Police believe that a rise in reported hate crimes across Tunbridge Wells and Tonbridge reflects national trends and is ‘likely to be down to positive factors’.
Last week the force revealed that the two boroughs received more calls for hate crimes last year than in 2016.
Hate crimes are acts of hostility or violence towards someone based on a prejudice, typically towards a disability, race, religion, sexual orientation or gender identity.
Incidents reported in Tonbridge & Malling rose from 83 in 2016 to 152 in 2017. Tunbridge Wells recorded a smaller rise from 134 to 144.
Detective Inspector Maxine Martin of Kent Police told the Times: “The increase in reports reflects a national rise and is likely to be down to positive factors.

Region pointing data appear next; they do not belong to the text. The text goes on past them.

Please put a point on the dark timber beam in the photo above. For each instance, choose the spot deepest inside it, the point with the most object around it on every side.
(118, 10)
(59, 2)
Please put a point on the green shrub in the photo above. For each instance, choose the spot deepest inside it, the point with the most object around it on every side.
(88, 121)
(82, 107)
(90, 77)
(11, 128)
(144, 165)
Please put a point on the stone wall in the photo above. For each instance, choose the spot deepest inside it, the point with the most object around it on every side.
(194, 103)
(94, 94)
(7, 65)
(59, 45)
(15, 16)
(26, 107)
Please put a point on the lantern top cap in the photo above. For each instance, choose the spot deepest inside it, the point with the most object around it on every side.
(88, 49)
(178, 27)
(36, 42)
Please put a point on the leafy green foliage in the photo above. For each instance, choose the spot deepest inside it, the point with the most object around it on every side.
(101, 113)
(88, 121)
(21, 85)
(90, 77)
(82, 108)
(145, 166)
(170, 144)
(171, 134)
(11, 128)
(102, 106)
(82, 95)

“This includes improved recording of crime together with a greater awareness of hate crime and greater confidence amongst victims to come forward.”
Police are looking to make it easier for people to report hate crimes by launching drop-in centres and introducing a new website called True Vision.

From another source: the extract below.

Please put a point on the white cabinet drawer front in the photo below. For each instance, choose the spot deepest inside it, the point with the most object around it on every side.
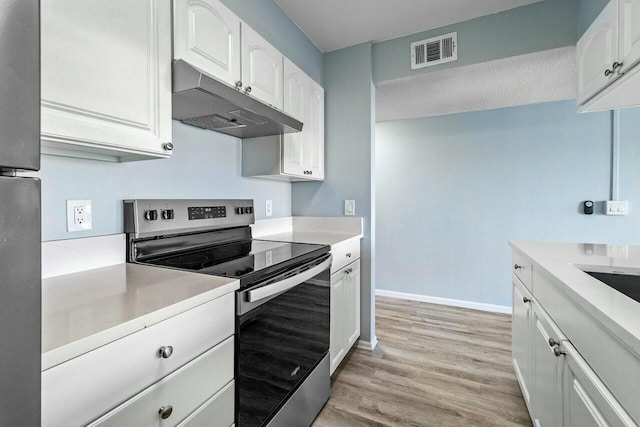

Steve Goodsell, Southern Regional Manager for the awareness charity Show Racism the Red Card, said that with its ‘affluent and deprived areas’, Kent typically sees more reports than surrounding counties.
“There have been spikes in certain towns. Some of that is down to greater awareness, which has led more people to report it, which is positive.
“But it does show there are more incidents taking place and I do not see any signs of these decreasing.
“Some of it is because of Brexit, and there is a ramping-up of ill feeling. Some of it is to do with uncertainty – there is a lack of clear vision of what Brexit is going to mean.
“The figure for Tonbridge seems high, which could be to do with lots of factors, including a negative feeling towards immigrants.”
Aliya Mohammed, Chief Executive of the charity Race Equality First, said: “We have seen a huge increase in calls since Brexit.
“The most common reports are of racism and Islamophobia through verbal abuse.
“There has also been a rise in abuse aimed at people who are transgender.
“Every time there is a terrorist incident, we see an influx of reports of verbal abuse towards people who are Muslim.
“Awareness has been raised and that is something to be pleased about, but there has certainly been a rise,” she said, adding that the charity has taken calls from people who may previously have been unsure of approaching
“I know a German lady who said a man came up to her and made a derogatory comment just because she was speaking a different language to English. The man said because she is European she should not be here.
“But there are still a lot of people not reporting it as a hate crime because they do not feel they have proof of it happening.”